Abstract

Lacrimal surgery in cases of severely obstructed or missing canalicular ducts is highly challenging. In these cases, the placement of a bypass tube is currently the only option to restore the drainage of tears into the nose and reduce the symptomatic watery eye. Different approaches to achieve functional drainage have been tried using blood vessels or artificial implants. The implantation of the rigid Lester Jones tube is, since its introduction in the late 1960s, the gold standard. The functional success is satisfactory. However, complication rates are high and remain, even with many modifications of the original design, a major problem. These complications include mainly the displacement and blockage of the tube, requiring regular checkups, as well as irritation of the surrounding tissue including the nose and the eye. The objective of this study was to develop a new lacrimal duct conduit (LDC) to restore structural and functional integrity of the lacrimal drainage system. The conduit is constructed with a novel polymer, polyhedral oligomeric silsesquioxane-poly(carbonate-urea)urethane (POSS-PCU), that offers biocompatibility.
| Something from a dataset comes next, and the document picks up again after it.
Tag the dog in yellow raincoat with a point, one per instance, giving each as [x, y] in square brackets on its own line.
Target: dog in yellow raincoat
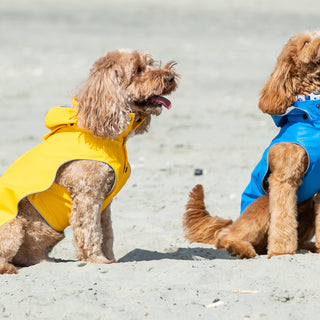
[73, 175]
We exploit nanotopography to evade the problems associated with current applications. A number of extrusion techniques were investigated for this purpose: ultrasonic atomization spraying, electrohydrodynamic atomization spraying/spinning, extrusion-coagulation, and high-pressure coagulation by autoclave and casting. Finally, the coagulation and cast technique were selected to construct an LDC superior to its predecessors, and its advantages highlighted.